Frank put the money into her hand, but returned the veil. This action seemed not quite to satisfy her; either she did not comprehend what he meant, or it hurt her self-pride, for she said quickly:

"I havn't only green veils—p'raps you'd like some candles better—I makes them too."

"YOU make them?" said Frank, laughing as he glanced at the little hands that were still holding the veil for his acceptance. "YOU make them? Your mother makes the candles, you mean."

"I have no mother now," said she, with an expression of real melancholy in her countenance and voice. "I makes the candles and the veils, and the diggers they buys them of me, cos grandfather's ill, and got nobody to work for him but me."

"Where do you and your grandfather live?" I asked. "In there?" pointing to the blanket tent.

She nodded her head, adding in a lower tone:

"He's asleep now. He sleeps more than he did. He's killed hisself digging for the gold, and he never got none, and he says 'he'll dig till he dies.'"

"Dig till he dies." Fit motto of many a disappointed gold-seeker, the finale of many a broken up, desolated home, the last dying words of many a husband, far away from wife or kindred, with no loved ones near to soothe his departing moments—no better burial—place than the very hole, perchance, in which his last earthly labours were spent. These were some of the thoughts that rapidly chased one another in my mind as the sad words and still sadder tone fell upon my ear.

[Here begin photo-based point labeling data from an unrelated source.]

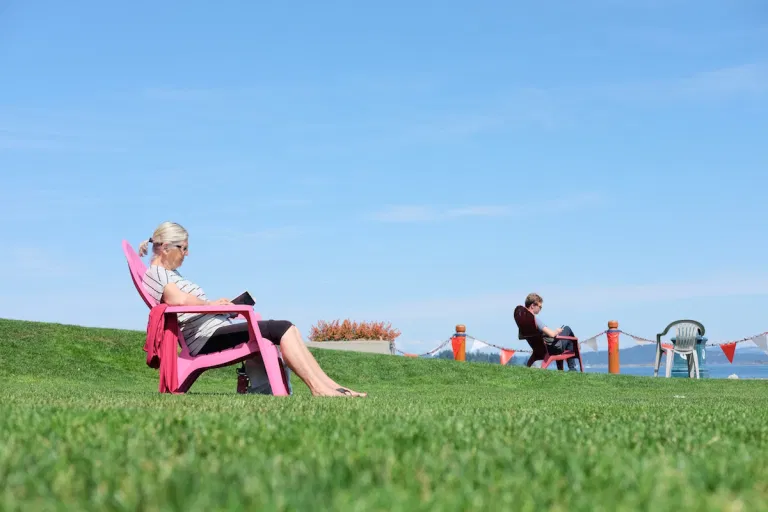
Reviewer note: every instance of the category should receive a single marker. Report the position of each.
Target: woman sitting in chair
(207, 333)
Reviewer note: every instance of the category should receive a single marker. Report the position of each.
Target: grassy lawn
(82, 427)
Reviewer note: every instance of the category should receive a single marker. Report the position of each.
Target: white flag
(591, 343)
(762, 342)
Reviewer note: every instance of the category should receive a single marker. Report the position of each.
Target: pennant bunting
(728, 349)
(506, 355)
(591, 343)
(762, 342)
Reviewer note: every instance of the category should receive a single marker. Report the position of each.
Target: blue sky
(403, 162)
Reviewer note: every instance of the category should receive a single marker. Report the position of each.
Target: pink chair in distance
(190, 368)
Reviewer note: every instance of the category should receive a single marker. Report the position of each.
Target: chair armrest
(232, 308)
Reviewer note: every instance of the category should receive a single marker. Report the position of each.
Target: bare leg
(301, 361)
(292, 342)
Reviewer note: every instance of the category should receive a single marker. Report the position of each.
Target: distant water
(716, 371)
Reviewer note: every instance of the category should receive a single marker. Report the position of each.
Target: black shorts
(233, 335)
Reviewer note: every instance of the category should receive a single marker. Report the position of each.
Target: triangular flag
(506, 355)
(728, 349)
(591, 343)
(762, 342)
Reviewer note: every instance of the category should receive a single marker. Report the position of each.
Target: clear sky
(424, 163)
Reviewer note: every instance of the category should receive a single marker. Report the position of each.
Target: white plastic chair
(687, 333)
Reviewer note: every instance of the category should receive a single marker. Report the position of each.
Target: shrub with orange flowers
(338, 330)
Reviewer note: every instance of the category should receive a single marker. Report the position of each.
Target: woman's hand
(220, 302)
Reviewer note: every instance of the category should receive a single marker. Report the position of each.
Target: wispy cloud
(427, 213)
(716, 84)
(27, 261)
(580, 298)
(15, 139)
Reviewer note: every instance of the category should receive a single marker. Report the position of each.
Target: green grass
(82, 427)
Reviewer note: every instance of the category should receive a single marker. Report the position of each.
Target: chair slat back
(685, 338)
(137, 269)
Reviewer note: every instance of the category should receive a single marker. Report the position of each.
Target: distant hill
(644, 354)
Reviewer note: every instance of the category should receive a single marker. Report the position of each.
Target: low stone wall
(370, 346)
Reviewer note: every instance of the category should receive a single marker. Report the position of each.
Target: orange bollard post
(613, 346)
(459, 343)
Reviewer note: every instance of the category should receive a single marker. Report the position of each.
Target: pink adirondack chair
(189, 368)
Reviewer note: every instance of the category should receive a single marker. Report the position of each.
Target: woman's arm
(175, 297)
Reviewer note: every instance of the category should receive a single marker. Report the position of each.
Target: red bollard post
(459, 343)
(613, 346)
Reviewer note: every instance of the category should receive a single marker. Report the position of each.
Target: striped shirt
(195, 327)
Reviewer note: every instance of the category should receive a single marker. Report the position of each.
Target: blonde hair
(533, 298)
(166, 233)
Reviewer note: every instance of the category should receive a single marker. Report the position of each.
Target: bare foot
(337, 392)
(351, 392)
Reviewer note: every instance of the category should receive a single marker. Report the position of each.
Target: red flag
(506, 355)
(728, 349)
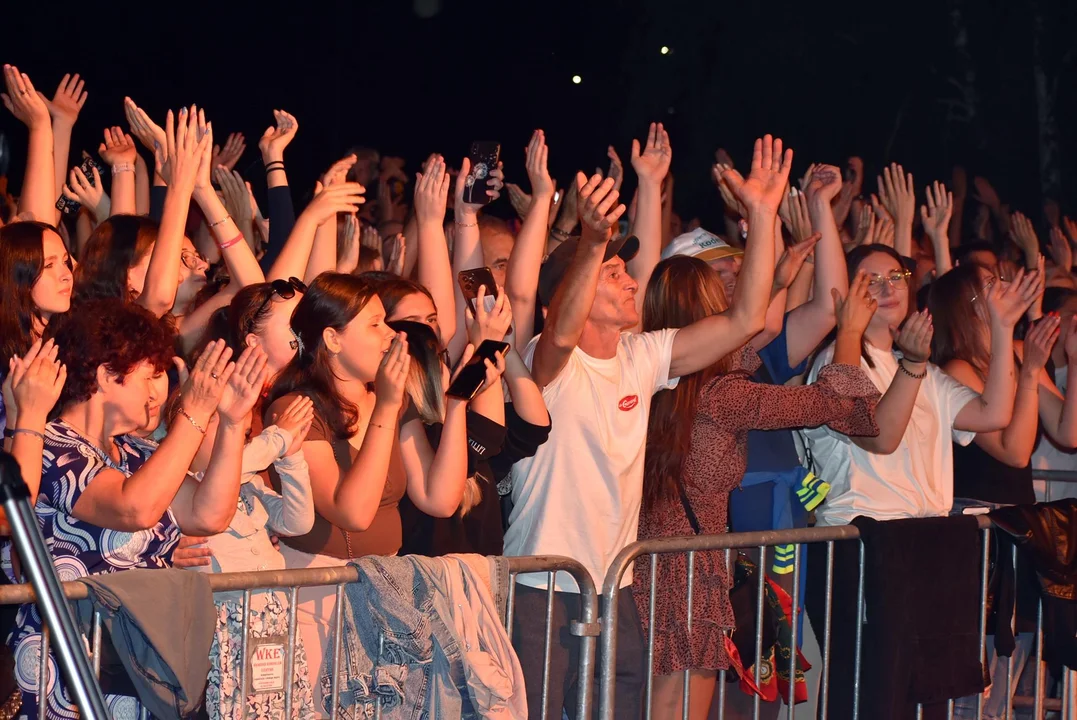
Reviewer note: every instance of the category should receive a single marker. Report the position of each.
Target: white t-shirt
(579, 495)
(1050, 456)
(913, 481)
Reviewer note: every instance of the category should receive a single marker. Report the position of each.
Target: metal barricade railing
(292, 580)
(761, 540)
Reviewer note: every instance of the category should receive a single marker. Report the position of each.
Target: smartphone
(470, 281)
(473, 375)
(71, 207)
(484, 156)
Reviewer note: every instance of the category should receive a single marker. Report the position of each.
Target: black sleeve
(157, 201)
(281, 222)
(522, 439)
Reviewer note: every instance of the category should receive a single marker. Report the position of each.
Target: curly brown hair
(111, 333)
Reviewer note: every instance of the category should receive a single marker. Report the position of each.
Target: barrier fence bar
(764, 539)
(586, 627)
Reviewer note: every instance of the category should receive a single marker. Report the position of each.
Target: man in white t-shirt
(579, 495)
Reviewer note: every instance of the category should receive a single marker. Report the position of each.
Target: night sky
(868, 79)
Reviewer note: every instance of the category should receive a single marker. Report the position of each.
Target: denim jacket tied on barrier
(402, 647)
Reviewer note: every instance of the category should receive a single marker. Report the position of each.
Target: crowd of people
(191, 382)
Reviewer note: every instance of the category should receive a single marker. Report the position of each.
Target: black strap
(693, 520)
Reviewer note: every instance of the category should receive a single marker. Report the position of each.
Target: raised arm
(64, 108)
(434, 267)
(651, 166)
(119, 153)
(178, 163)
(936, 216)
(811, 322)
(38, 196)
(521, 278)
(575, 294)
(707, 341)
(1006, 302)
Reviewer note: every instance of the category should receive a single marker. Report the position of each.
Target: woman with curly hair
(108, 503)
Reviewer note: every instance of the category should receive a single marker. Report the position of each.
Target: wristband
(193, 422)
(229, 243)
(900, 365)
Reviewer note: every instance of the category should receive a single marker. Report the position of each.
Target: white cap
(702, 244)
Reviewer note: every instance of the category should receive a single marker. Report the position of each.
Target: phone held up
(473, 375)
(71, 207)
(470, 282)
(484, 159)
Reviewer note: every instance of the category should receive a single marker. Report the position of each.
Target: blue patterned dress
(79, 549)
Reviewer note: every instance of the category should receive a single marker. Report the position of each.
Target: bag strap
(693, 520)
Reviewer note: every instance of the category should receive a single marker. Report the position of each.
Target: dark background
(885, 81)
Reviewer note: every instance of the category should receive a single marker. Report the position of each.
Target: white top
(917, 479)
(1050, 456)
(579, 495)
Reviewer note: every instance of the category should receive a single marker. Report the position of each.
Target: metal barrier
(761, 540)
(586, 629)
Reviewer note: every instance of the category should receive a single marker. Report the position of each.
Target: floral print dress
(70, 462)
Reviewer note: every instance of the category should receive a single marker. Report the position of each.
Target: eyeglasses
(284, 290)
(191, 260)
(895, 279)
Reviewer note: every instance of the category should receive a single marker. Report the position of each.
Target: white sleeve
(952, 397)
(651, 356)
(292, 512)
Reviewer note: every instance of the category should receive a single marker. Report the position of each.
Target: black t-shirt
(492, 449)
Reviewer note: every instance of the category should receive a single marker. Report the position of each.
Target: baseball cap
(555, 267)
(702, 244)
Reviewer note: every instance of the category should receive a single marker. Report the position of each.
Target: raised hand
(234, 149)
(277, 138)
(1061, 251)
(151, 135)
(1024, 235)
(245, 385)
(855, 310)
(653, 161)
(392, 373)
(33, 384)
(535, 164)
(936, 214)
(117, 149)
(616, 168)
(794, 214)
(761, 192)
(793, 259)
(599, 210)
(68, 100)
(1008, 300)
(1038, 342)
(897, 194)
(493, 325)
(201, 394)
(344, 197)
(432, 191)
(914, 338)
(296, 420)
(23, 100)
(91, 195)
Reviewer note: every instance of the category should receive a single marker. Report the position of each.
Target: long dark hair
(115, 245)
(332, 300)
(682, 291)
(957, 336)
(22, 262)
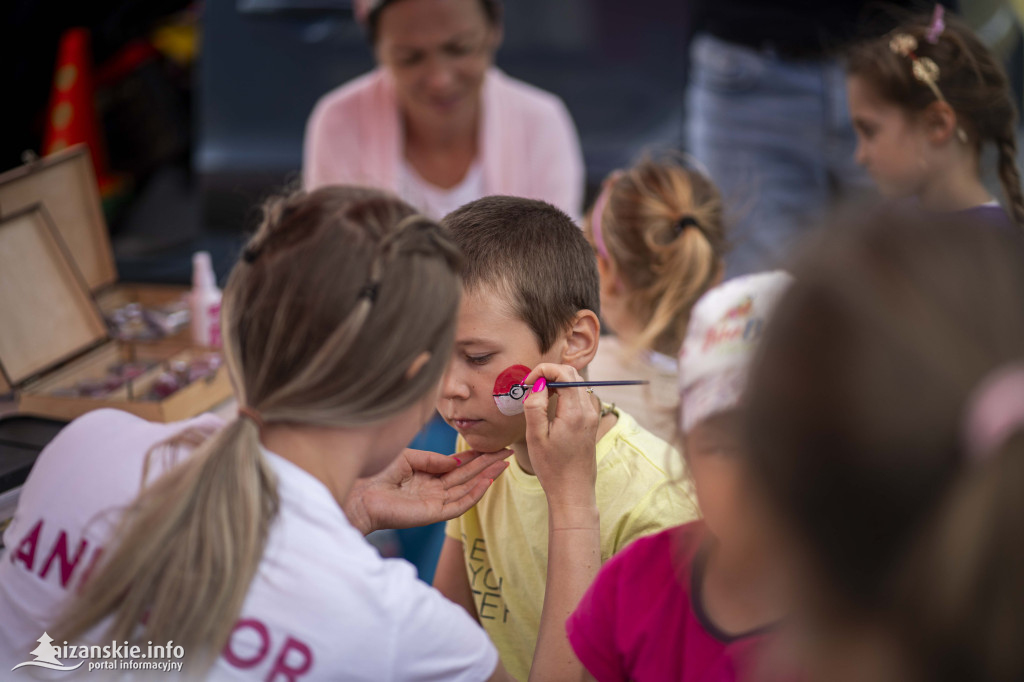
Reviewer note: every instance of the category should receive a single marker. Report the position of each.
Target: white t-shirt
(434, 202)
(324, 605)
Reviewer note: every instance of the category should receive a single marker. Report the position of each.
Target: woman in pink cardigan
(436, 122)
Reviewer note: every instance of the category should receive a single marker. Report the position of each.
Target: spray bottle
(205, 302)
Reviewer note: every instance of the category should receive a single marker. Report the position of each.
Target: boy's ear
(581, 340)
(940, 122)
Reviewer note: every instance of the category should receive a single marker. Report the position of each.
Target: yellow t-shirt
(640, 489)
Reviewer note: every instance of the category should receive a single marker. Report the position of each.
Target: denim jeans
(775, 136)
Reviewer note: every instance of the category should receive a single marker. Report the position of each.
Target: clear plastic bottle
(205, 302)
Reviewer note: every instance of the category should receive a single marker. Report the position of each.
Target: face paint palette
(510, 389)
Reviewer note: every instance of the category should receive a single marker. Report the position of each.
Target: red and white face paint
(510, 391)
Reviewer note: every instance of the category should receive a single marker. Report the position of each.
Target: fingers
(552, 372)
(473, 464)
(462, 498)
(433, 463)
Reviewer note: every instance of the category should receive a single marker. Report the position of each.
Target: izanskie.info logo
(164, 657)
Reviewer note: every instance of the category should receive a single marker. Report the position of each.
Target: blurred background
(202, 105)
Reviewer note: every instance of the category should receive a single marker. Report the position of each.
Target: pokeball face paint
(509, 390)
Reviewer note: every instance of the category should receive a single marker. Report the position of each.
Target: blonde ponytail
(308, 320)
(664, 230)
(187, 549)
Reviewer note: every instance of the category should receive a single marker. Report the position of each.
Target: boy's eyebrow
(472, 342)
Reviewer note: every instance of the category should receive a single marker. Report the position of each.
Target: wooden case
(66, 184)
(52, 335)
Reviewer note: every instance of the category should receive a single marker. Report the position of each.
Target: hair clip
(924, 69)
(938, 25)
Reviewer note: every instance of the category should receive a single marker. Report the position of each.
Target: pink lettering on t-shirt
(26, 552)
(59, 551)
(237, 661)
(281, 666)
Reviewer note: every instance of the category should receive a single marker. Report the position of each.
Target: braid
(1009, 174)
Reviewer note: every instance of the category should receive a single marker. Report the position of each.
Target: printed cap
(725, 328)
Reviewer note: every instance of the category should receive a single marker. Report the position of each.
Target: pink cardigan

I was roused by hearing Frank's voice in inquiry as to how she made her candles, and she answered all our questions with a child-like NAIVETE, peculiarly her own. She told us how she boiled down the fat—how once it had caught fire and burnt her severely, and there was the scar still showing on her brown little arm—then how she poured the hot fat into, the tin mould, first fastening in the wicks, then shut up the mould and left it to grow cold as quickly as it would; all this, and many other particulars which I have long since forgotten, she told us; and little by little we learnt too her own history.

Father, mother, grandfather, and herself had all come to the diggings the summer before. Her father met with a severe accident in digging, and returned to Melbourne. He returned only to die, and his wife soon followed him to the grave. Having no other friend or relative in the colonies, the child had been left with her aged grandfather, who appeared as infatuated with the gold-fields as a more hale and younger man. His strength and health were rapidly failing, yet he still dug on. "We shall be rich, and Jessie a fine lady before I die," was ever his promise to her, and that at times when they were almost wanting food.